A differential equation is a mathematical equation that relates some function with its derivatives. In practice, these types of equations are powerful tools for describing relationships where a rate of change or a particular dynamic is observed. In your homework problem, the differential equation given is \frac{d y}{d x}=3 \text{sin} x\. This represents the rate of change of a function, \( y \), with respect to another function, \( x \), which is a common type of first-order differential equation. Solving a differential equation involves finding the function \( y \) that satisfies the given relationship for its derivative.

In the context of an initial value problem, you're given an extra piece of information: the value of \( y \) when \( x \) equals a specific number.
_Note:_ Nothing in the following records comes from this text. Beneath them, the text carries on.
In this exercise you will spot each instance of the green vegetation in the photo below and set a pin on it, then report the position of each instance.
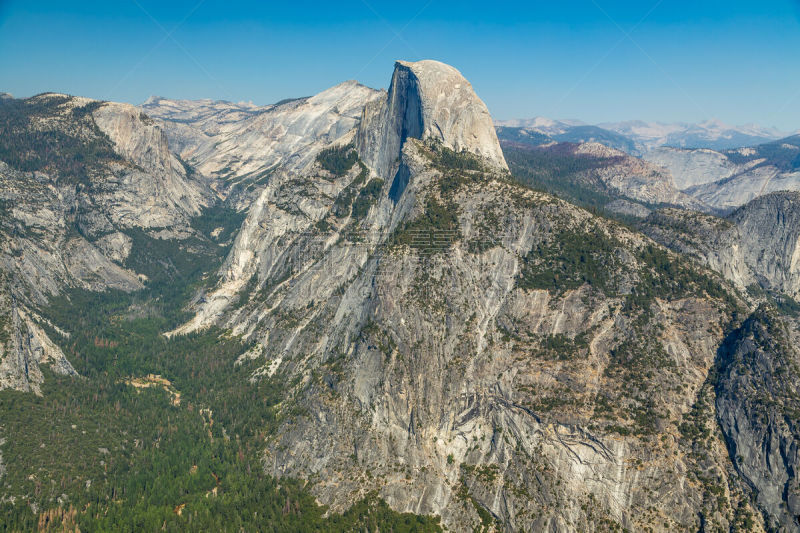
(342, 206)
(107, 452)
(338, 160)
(571, 259)
(558, 171)
(35, 137)
(366, 198)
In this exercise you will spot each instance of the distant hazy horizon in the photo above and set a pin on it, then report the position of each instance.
(595, 61)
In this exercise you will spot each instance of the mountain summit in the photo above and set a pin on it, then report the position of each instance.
(427, 100)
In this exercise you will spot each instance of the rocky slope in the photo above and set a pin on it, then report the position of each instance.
(75, 175)
(728, 179)
(470, 348)
(758, 407)
(596, 171)
(756, 245)
(710, 134)
(242, 144)
(443, 335)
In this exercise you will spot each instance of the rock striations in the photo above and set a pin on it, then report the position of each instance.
(64, 213)
(449, 339)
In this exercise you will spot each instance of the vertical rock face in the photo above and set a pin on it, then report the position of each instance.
(758, 243)
(758, 404)
(427, 100)
(79, 174)
(243, 144)
(770, 230)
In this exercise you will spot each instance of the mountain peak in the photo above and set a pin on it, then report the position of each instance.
(427, 99)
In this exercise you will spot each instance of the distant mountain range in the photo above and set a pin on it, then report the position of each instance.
(636, 136)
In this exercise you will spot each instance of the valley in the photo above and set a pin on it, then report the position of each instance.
(378, 310)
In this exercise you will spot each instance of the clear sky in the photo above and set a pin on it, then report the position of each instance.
(596, 60)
In your example, the problem provides the initial condition \( y=2 \) when \( x=0 \), which allows you to solve the differential equation uniquely.
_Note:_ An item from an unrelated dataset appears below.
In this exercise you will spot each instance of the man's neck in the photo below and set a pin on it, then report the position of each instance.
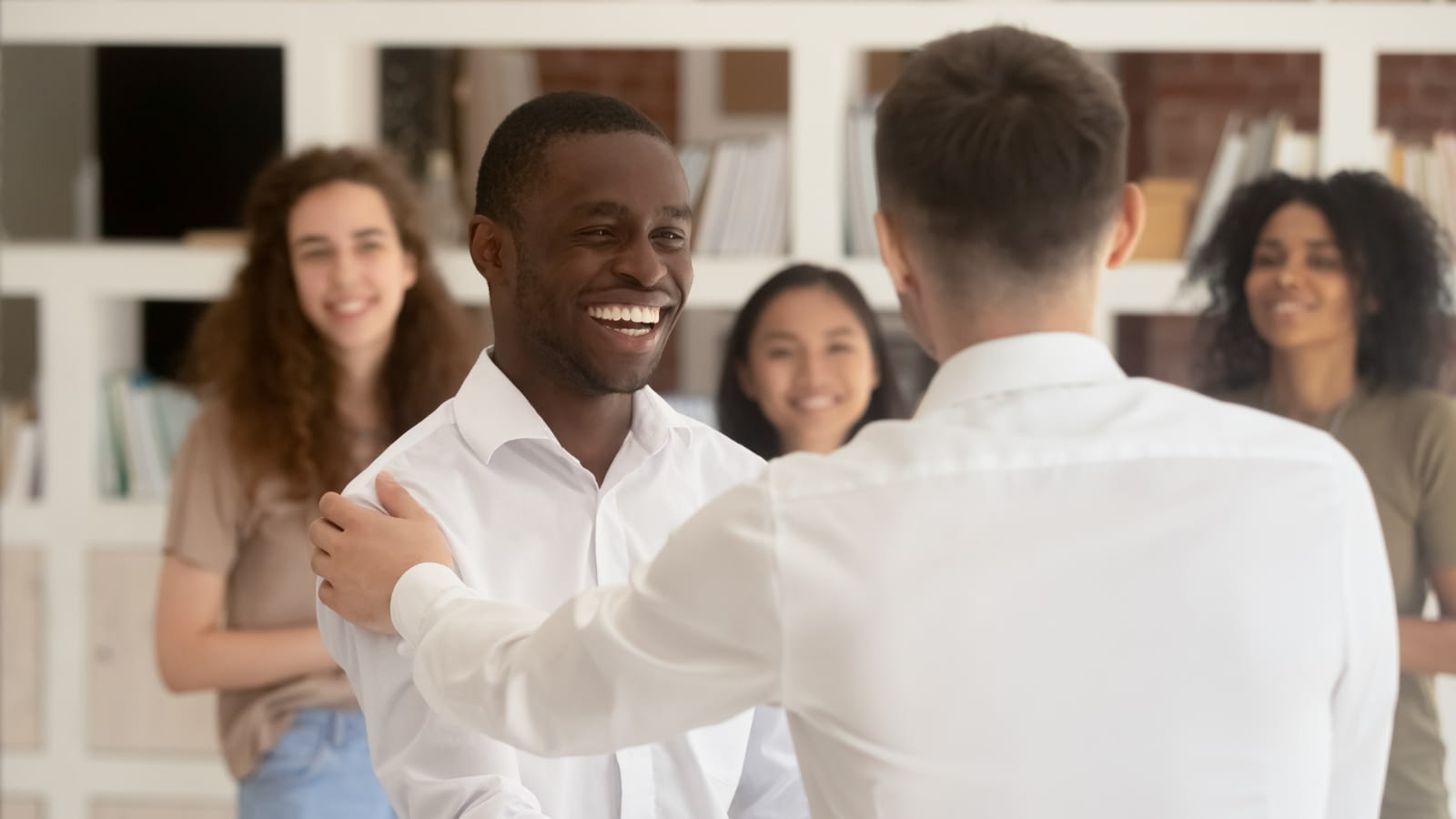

Integration is the process of finding the integral of a function, which essentially represents the accumulation of quantities, such as areas under curves. When you integrate the differential equation, you transition from the rate of change (the derivative) to the quantity itself (the function). Integrating the given function \( 3 \text{sin} x \), you find the related function whose derivative would generate \( 3 \text{sin} x \).The integral of \( 3 \text{sin} x \) is \( -3 \text{cos} x + C \), where \( C \) represents the constant of integration. Integration is crucial in solving differential equations, as it lets you move from knowing how a function is changing, to understanding the function's overall behavior.

The constant of integration, denoted as \( C \), emerges every time you integrate an indefinite integral. Since the process of differentiation of a constant is zero, when you integrate, there are infinitely many solutions that differ by a constant. This is why it's called an 'indefinite' integral. To identify the correct constant of integration in an initial value problem, you use the provided initial conditions.In the solution to your exercise, the initial condition was used: \( y = 2 \) when \( x = 0 \). By substituting these values into the integrated function, you solve for \( C \) and find that it equals 5. Therefore, your final solution includes this constant: \( y = -3 \text{cos} x + 5 \), making it a definite, or specific, solution to the original differential equation.